Monroe has admitted paying at least $10,000 in kickbacks from town sand contracts to Carole Swan in 2010, around the time he retained his two-year contract without bidding.

Arrested Feb. 10, Swan was indicted Thursday on charges she solicited as much as $20,000 in kickbacks from Monroe over a two-year period.

Monroe is not facing charges.

Carole Swan and Monroe both sat in the front row of Wednesday’s selectman’s meeting, on opposite ends of the room.

As Carole Swan left the meeting, Tilton passed her a note. Speaking Thursday, Tilton said the note was regarding her claim she is due pay of up to $5,000, for serving as an assessor last year.

“Carole is eligible for some pay as an assessor,” he said. “I was asking her to call me so I can see whether she is going to accept it or not.”

Leonard Sharon, Carole Swan’s defense attorney, said Thursday he had no problem with his client attending Wednesday’s meeting.
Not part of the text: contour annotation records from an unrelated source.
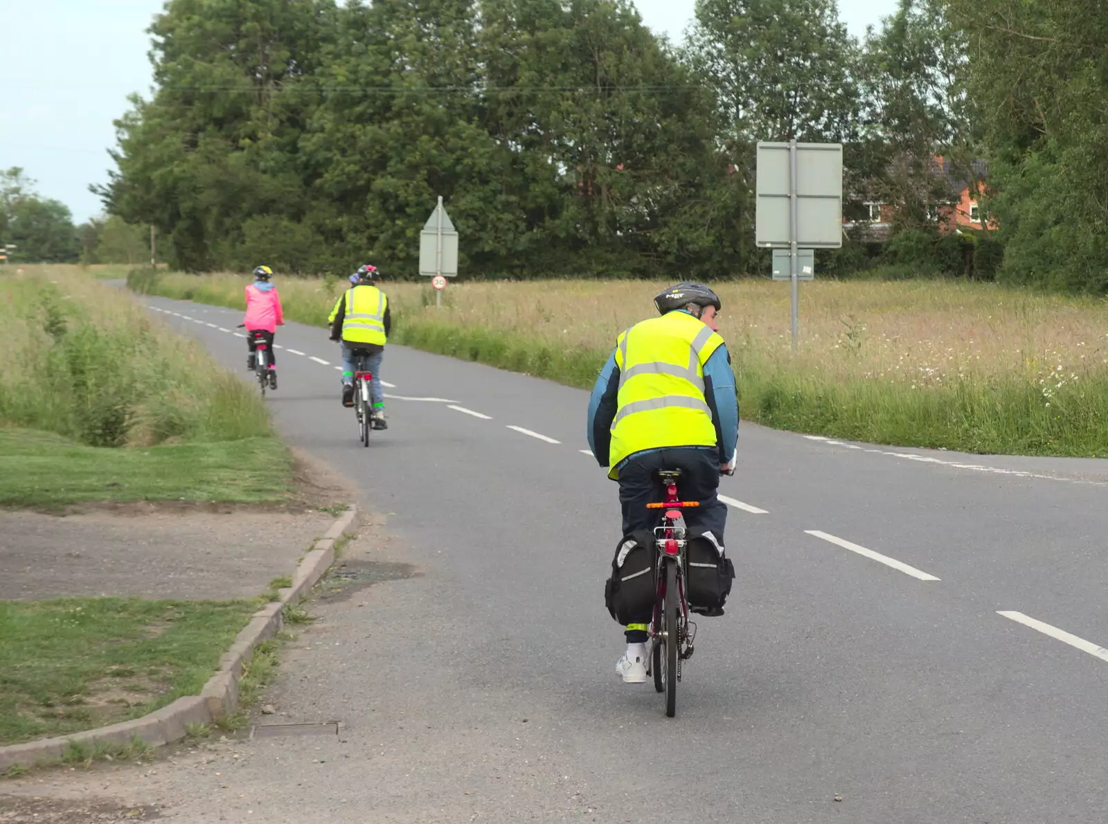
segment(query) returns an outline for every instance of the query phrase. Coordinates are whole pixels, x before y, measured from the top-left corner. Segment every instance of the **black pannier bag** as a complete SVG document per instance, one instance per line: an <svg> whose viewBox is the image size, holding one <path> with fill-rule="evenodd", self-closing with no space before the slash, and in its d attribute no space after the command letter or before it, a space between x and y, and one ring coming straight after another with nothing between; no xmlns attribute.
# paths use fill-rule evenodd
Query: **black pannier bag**
<svg viewBox="0 0 1108 824"><path fill-rule="evenodd" d="M649 622L657 587L654 534L639 529L620 539L612 558L612 576L604 584L604 605L619 624Z"/></svg>
<svg viewBox="0 0 1108 824"><path fill-rule="evenodd" d="M710 532L689 538L685 547L688 568L689 609L698 615L719 616L731 591L735 565Z"/></svg>

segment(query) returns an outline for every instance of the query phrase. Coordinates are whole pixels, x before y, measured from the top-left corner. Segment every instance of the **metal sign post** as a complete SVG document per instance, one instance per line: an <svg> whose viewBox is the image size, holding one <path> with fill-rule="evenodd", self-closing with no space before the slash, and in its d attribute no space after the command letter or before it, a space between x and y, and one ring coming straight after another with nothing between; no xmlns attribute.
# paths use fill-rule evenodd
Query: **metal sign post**
<svg viewBox="0 0 1108 824"><path fill-rule="evenodd" d="M419 234L419 274L434 278L434 305L442 308L443 278L458 275L458 231L442 207L441 195ZM440 280L442 286L437 286Z"/></svg>
<svg viewBox="0 0 1108 824"><path fill-rule="evenodd" d="M757 178L755 244L773 249L773 279L792 287L796 350L799 281L814 277L814 248L842 246L842 144L759 142Z"/></svg>

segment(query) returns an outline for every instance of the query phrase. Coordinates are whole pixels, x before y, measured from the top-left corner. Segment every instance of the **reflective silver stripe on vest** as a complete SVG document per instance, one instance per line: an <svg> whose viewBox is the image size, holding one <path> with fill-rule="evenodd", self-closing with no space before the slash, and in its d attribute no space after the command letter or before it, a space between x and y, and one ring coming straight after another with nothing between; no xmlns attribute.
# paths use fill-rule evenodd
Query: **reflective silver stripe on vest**
<svg viewBox="0 0 1108 824"><path fill-rule="evenodd" d="M701 412L706 412L708 418L711 418L711 409L701 398L687 398L685 395L664 395L661 398L648 398L645 401L634 401L628 403L616 414L616 419L612 422L612 429L615 430L616 425L625 419L627 415L633 415L636 412L647 412L655 409L665 409L666 406L685 406L686 409L695 409Z"/></svg>
<svg viewBox="0 0 1108 824"><path fill-rule="evenodd" d="M353 306L353 289L347 292L347 309ZM377 312L375 315L366 315L365 312L353 312L351 315L345 315L342 317L342 326L346 327L347 321L351 321L351 327L358 327L359 329L370 329L373 331L384 331L384 292L378 290L377 292Z"/></svg>
<svg viewBox="0 0 1108 824"><path fill-rule="evenodd" d="M619 385L622 388L624 383L629 381L636 374L671 374L675 378L684 378L694 387L704 392L704 379L697 373L696 352L693 352L693 358L690 359L689 363L690 365L688 368L678 367L673 363L666 363L664 361L654 361L652 363L636 363L626 372L619 373Z"/></svg>

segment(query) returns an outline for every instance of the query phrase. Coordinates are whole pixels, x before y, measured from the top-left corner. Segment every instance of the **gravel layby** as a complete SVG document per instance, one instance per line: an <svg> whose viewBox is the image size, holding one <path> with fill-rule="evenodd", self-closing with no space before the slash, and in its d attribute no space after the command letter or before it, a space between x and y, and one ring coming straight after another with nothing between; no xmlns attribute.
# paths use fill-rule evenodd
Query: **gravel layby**
<svg viewBox="0 0 1108 824"><path fill-rule="evenodd" d="M71 743L89 746L126 744L138 738L153 746L162 746L183 739L187 724L211 723L233 712L238 705L238 680L243 674L243 662L249 660L259 642L271 638L280 630L281 610L285 605L295 604L302 598L330 568L335 562L335 542L342 536L356 516L357 507L350 505L336 518L324 537L317 540L314 548L300 560L293 577L293 586L278 590L278 600L267 604L255 612L250 622L238 634L230 649L220 658L219 669L204 684L201 694L178 698L167 707L131 721L72 735L0 748L0 770L7 770L16 764L32 766L60 759Z"/></svg>

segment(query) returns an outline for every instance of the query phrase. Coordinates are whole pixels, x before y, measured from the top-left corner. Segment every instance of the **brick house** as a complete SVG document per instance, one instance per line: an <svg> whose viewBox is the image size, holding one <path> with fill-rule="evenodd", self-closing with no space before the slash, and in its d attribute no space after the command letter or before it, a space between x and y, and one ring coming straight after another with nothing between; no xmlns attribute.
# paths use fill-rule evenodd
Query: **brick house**
<svg viewBox="0 0 1108 824"><path fill-rule="evenodd" d="M938 182L940 188L948 192L948 199L927 207L929 220L937 226L941 234L952 231L981 231L983 228L998 228L996 219L989 217L982 225L981 207L977 204L976 192L983 188L983 182L988 177L988 162L974 159L971 164L976 181L967 179L964 173L956 169L943 156L936 156L931 163L932 182ZM878 197L859 193L860 196L849 197L843 208L843 229L851 230L856 239L864 243L882 243L892 235L896 218L896 205L882 203Z"/></svg>

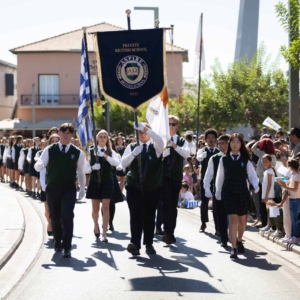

“I believe that the court order on Carole’s bail made clear that her bail conditions must be strictly construed so as not to infringe upon her First Amendment rights,” Sharon wrote in an email. “I believe she was well within her rights to speak at the meeting. I’m sure that the selectpersons will give her comments the appropriate weight in light of Marshall’s long service to the community.”

Marshall Swan is a member of the Planning Board; his wife served as a selectman for 19 consecutive years.

Langsdorf was less enthusiastic about the Swans’ ongoing involvement in town affairs.

“It’s certainly their constitutional right,” he said. “I would question whether getting actively involved in town affairs is in either theirs or the town’s best interests during the investigation.”

He was referring to ongoing criminal investigations at the county and federal levels that target Carole and Marshall Swan regarding “attempts to circumvent the town’s bidding ordinance,” Kennebec County Sheriff Randall Liberty has said.

In other business Wednesday, selectmen approved Cynthia Burnham, of Litchfield, as deputy clerk, deputy treasurer, deputy tax collector, deputy General Assistance administrator and registrar of voters.

They also re-appointed Fire Chief Shawn Ramage and Animal Control Officer Chris Martinez.

And they approved more than $200,000 in payments — $151,000 of which is a payment to Regional School Unit 12.